“Saya tidak terima! Saya manusia bukan binatang. Saya berada disini selama bertahun- tahun tanpa pernah diadili. Adili dan tunjukkan kesalahan saya. Saya tidak terima!”
Pagi hari pertengahan tahun 1978 itu, Lukman duduk termangu diatas dingklik kayu sambil sesekali menghisap rokok kreteknya. Lelaki berusia empat puluh tahun itu merasa gamang hendak kemana. Haru-biru politik ahir september 1965 telah menyeretnya kemari. Tempat ini bernama pulau Buru, penjara tahanan politik ex G30S PKI. Dia hanya segelintir dari ribuan tapol lainnya yang tidak ada urusannya dengan PKI.
Juni 1965 Lukman baru saja bekerja di Penerbitan itu. Dia bekerja sebagai penterjemah buku-buku asing terutama dari negeri-negeri Timur, seperti Yugoslavia, Rumania atau Cekoslovakia. Dia tidak asing dengan negara-negara itu karena pernah mendapat beasiswa dari pemerintah Rumania untuk belajar Kesusasteraan Rumania di Bucharest, dan sering mengunjungi pertunjukan musik di negara-negara Balkan tersebut.
Lalu terjadilah “Peristiwa berdarah” tersebut. Ternyata pemilik penerbitan tersebut pernah membantu dana penerbitan salah satu buku berhaluan “kiri” sehingga seluruh karyawan penerbitan itu digelandang ke “Guntur” untuk diperiksa. Sejak itu, ia tidak pernah lagi menginjakkan kakinya dirumahnya hingga saat ini. Catatan di paspor dan beasiswa dari negara berhaluan “kiri” membuatnya mendapat tempat “istimewa” bagi para pemeriksanya.

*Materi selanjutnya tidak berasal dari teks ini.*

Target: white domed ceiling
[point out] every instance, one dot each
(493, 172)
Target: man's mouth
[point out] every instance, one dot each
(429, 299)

Setiap hari selama berjam-jam, dia diinterogasi dengan puluhan pertanyaan yang sama dan berulang-ulang. Tak jarang dia disiksa secara fisik dan mental. Berbulan-bulan dia mengalami siksaan tersebut karena tidak mau mengakui perbuatan yang dituduhkan kepadanya. Tapi ahirnya dia tidak tahan lagi. Manusia memang lebih suka mendengar “apa yang ingin didengarnya” daripada “kebenaran” Dia seorang seniman, dan dia menyihir mereka dengan “bualan segi-tiga Moskwa-Bucharest-Jakarta” “Segi-tiga” itu katanya kalah cepat dengan “poros Peking-Jakarta” yang lebih dahulu melakukan gerakan melalui Aidit.
Kabar pengakuan tersebut, sontak membuat semuanya gempar. Para interogator itu mendapat kenaikan pangkat istimewa, dan membuat mereka semakin bernafsu “ingin mendengar apa yang mereka ingin dengar” dari tahanan lain!
Walaupun Lukman hanya satu-satunya yang bukan “geng” Poros Peking-Jakarta, kasusnya segera ditutup, dan dia tetap dikirim ke pulau Buru sebagai tapol tanpa pernah diadili.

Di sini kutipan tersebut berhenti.